Жаль только, что состояние-то у Курлятьева как выморочное в казну отойдет. Ну да зато Бахтерины богаты.
Магдалину опытный старик понял как нельзя лучше. Она из тех, кто куда угодно, в самый мрачный вертеп пойдет, не задумываясь, за любимым человеком, и чем он несчастнее, тем сильнее и беззаветнее она его будет любить.
И ничего для него не пожалеет. Осторожненько да умненько повести дело — можно господину Корниловичу вот какой нос натянуть! То-то обозлится, как добыча у него из цепких когтей выскользнет!
Но вдруг такое дело не оборудуешь. Надо и времечко подходящее выбрать, и верных приспешников отыскать, и надежное убежище найти.
Однако и от первого своего намерения: попытаться найти настоящего убийцу — Карп Михайлович не отказался. От заботы он и сна, и аппетита лишился. Еще солнышко не вставало, а он уж на ногах; умылся, оделся, Богу помолился, взял палку, надел картуз, да и в путь. Весь день, до позднего вечера бродит по окрестностям города, и где только не побывает! И на монастырской мельнице можно было его встретить у кумы мельничихи, и в лесу за Принкулинской усадьбой, и на реке с рыбаками, что рыбу тенетами ловят у островка, версты за три от города. Такой стал старичок проворный, и молодому за ним не угнаться.
XII
А в Москве тем временем вот что происходило.
Купчиха Сынкова сидела у окна и всматривалась в ту сторону, откуда должен был прийти ее муж.

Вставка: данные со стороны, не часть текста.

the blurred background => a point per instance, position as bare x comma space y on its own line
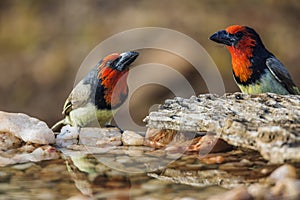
43, 43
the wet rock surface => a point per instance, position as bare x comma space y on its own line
184, 154
24, 139
268, 123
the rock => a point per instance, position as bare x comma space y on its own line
26, 128
282, 172
68, 136
28, 154
239, 193
17, 134
9, 141
131, 138
287, 188
271, 127
100, 136
88, 136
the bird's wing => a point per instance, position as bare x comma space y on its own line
82, 92
281, 74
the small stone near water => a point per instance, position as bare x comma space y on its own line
131, 138
100, 136
68, 136
38, 154
234, 194
26, 128
88, 136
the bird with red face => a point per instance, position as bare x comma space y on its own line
96, 98
255, 69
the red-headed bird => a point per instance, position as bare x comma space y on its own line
96, 98
255, 69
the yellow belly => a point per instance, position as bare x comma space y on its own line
89, 116
267, 83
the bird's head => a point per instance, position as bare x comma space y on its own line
237, 37
112, 75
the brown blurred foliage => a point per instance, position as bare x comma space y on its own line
42, 43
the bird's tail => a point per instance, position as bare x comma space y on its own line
58, 125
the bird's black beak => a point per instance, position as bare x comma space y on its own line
125, 60
223, 37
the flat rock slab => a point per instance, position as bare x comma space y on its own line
268, 123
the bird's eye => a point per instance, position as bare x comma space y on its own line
239, 34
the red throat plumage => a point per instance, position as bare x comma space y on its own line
241, 53
114, 81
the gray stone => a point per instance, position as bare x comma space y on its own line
100, 137
26, 128
131, 138
268, 123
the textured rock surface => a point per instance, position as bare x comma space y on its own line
27, 128
268, 123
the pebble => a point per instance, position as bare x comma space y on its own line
282, 172
27, 128
131, 138
234, 194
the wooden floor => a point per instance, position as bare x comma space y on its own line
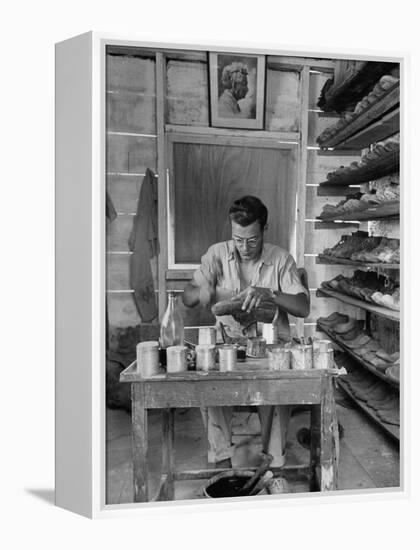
368, 459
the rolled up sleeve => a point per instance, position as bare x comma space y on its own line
289, 280
207, 272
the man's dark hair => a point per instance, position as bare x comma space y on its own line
247, 210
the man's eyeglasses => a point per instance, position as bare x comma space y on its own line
252, 243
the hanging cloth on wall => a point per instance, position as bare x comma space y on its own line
111, 213
144, 244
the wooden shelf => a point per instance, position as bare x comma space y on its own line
390, 209
377, 310
385, 165
359, 359
355, 85
383, 128
378, 112
390, 429
324, 259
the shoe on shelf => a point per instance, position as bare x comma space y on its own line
333, 319
360, 340
343, 328
354, 332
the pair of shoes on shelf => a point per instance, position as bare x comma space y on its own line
333, 319
354, 332
342, 328
391, 301
360, 340
368, 244
383, 253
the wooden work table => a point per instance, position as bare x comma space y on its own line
251, 384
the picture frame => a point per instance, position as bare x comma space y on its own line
237, 90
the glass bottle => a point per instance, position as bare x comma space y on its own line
172, 326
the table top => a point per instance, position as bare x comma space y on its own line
251, 369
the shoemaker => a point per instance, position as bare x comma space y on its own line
257, 274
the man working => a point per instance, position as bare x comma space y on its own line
255, 273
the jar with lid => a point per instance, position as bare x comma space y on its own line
172, 325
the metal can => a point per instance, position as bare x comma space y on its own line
227, 358
147, 358
205, 357
176, 359
269, 332
278, 358
256, 347
207, 335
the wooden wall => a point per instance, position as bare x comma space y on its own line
131, 148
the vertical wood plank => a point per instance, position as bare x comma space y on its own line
329, 438
315, 450
139, 443
162, 198
301, 186
168, 458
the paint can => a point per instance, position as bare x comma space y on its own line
207, 335
176, 359
227, 358
147, 358
256, 347
269, 333
278, 358
205, 358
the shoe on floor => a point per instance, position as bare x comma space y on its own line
225, 464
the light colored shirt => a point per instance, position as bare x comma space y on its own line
276, 270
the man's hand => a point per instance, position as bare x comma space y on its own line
253, 297
206, 294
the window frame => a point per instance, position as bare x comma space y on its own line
173, 269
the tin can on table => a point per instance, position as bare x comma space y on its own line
147, 354
269, 333
301, 357
278, 357
207, 335
205, 358
176, 359
227, 358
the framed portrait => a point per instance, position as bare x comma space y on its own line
153, 181
237, 90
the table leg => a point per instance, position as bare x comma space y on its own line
315, 452
168, 424
139, 444
329, 438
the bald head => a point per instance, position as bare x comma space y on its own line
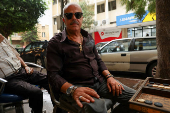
69, 4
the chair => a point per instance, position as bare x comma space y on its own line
9, 100
68, 107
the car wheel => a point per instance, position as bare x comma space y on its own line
39, 61
152, 70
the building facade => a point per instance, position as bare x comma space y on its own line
112, 21
43, 34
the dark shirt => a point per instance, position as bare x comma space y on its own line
65, 62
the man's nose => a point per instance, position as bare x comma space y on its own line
74, 17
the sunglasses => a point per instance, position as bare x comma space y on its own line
78, 15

Не успел он еще, как следует, побеседовать с нею после приезда, так и рвут его по Москве торговые люди. Отсутствие его длилось целых полгода; уехал — еще зима стояла, а вернулся после Петрова дня. Побывал он и у Каспийского моря, и у казаков на Дону, и на Черном море, вернулся в Астрахань, а оттуда, на судах, привез в Тверь транспорт соленой рыбы тысяч на сто, говорят.

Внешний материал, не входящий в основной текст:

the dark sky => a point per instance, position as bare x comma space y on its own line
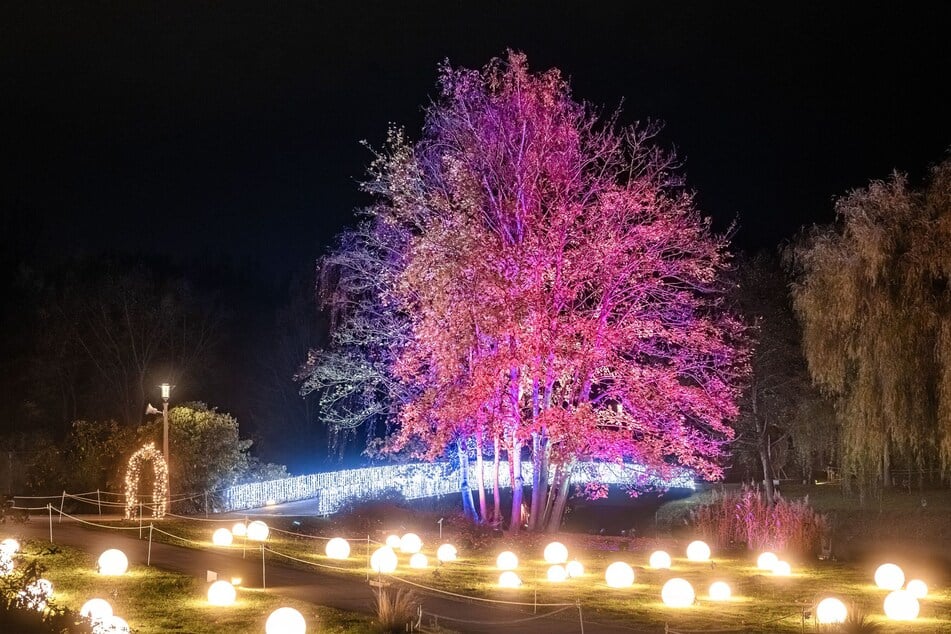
232, 128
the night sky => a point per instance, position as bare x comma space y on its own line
233, 128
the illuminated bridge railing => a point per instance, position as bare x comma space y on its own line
332, 490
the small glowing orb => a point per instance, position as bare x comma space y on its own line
698, 551
660, 559
383, 560
506, 561
782, 569
113, 562
831, 610
556, 553
574, 568
446, 552
258, 531
96, 609
619, 575
889, 577
338, 548
677, 593
719, 591
222, 537
900, 605
411, 543
766, 561
221, 593
112, 625
557, 573
917, 588
285, 621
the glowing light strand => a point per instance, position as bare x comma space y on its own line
147, 453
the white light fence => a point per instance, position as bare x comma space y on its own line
332, 490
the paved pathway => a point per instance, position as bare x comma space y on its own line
322, 588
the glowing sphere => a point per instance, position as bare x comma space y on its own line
619, 575
719, 591
660, 559
556, 553
446, 552
258, 531
900, 605
782, 569
222, 537
506, 561
766, 561
698, 551
383, 560
831, 610
338, 548
96, 609
113, 562
221, 593
411, 543
889, 577
557, 573
917, 588
285, 621
677, 593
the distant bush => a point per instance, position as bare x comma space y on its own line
744, 517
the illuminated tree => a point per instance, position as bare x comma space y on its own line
873, 296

Сколько он с этой рыбы наживет, страсть! Посылает же Господь человеку счастье! Все-то ему удается, все-то у него спорится, что ни затеет. Рыба в цене; бурями множество судов поломало и вместе с людьми в море унесло, а его из всех бед и напастей, от которых другие сотнями гибнут, завсегда целым и невредимым ангел-хранитель выносит. Думали, уж не вернется на этот раз; целых два месяца вестей от него не было. Жена его, как тень, бродила, бледная да худая. Уж и слезы-то все выплакала по нем. Толковали кумушки, что ей уж и вещие сны про него снились, будто звал он ее к себе на дно морское полюбоваться, как раки тело его белое на клочья рвут, и будто она уж и сама собиралась в Астрахань ехать, чтобы хоть косточки супруга попытаться собрать, чтоб по-христиански отпеть да земле предать, и вдруг прискакал от него посол из города Саратова с хорошими вестями: все благополучно, Алексей Степанович жив и здоров, скоро сам будет, а писать не мог по недосугу да по той причине, что все по киргизским степям разъезжал, коней покупал да земли еще десятин тысячу или две приобрел; дешево продавалась, у самых царских солончаков. А за это время бури на море стихли, точно того только и ждали, чтоб он вернулся да, рыбой нагрузивши барки, в обратный путь пустился.
— Не успел и десяти верст отъехать, как на море опять закрутило, а при мне целый месяц вода стояла, как зеркало, — рассказывал по возвращении Алексей Степанович супруге.
— Уж и молилась же я за тебя, Алешенька! Чуяло ли твое сердечушко, как жена по тебе убивалась? — говорила Катерина, с радостными слезами обнимая мужа.
— Чуяло, Катерина, всегда ты у меня в сердце, — молвил Сынков, отвечая на ласки жены.
Но взгляд его был все такой же задумчивый, и улыбка такая же печальная, как и всегда.
Неужто никогда не увидит она его ясным и веселым? Неужто никогда не отпадет злая змея, что постоянно сосет ему сердце?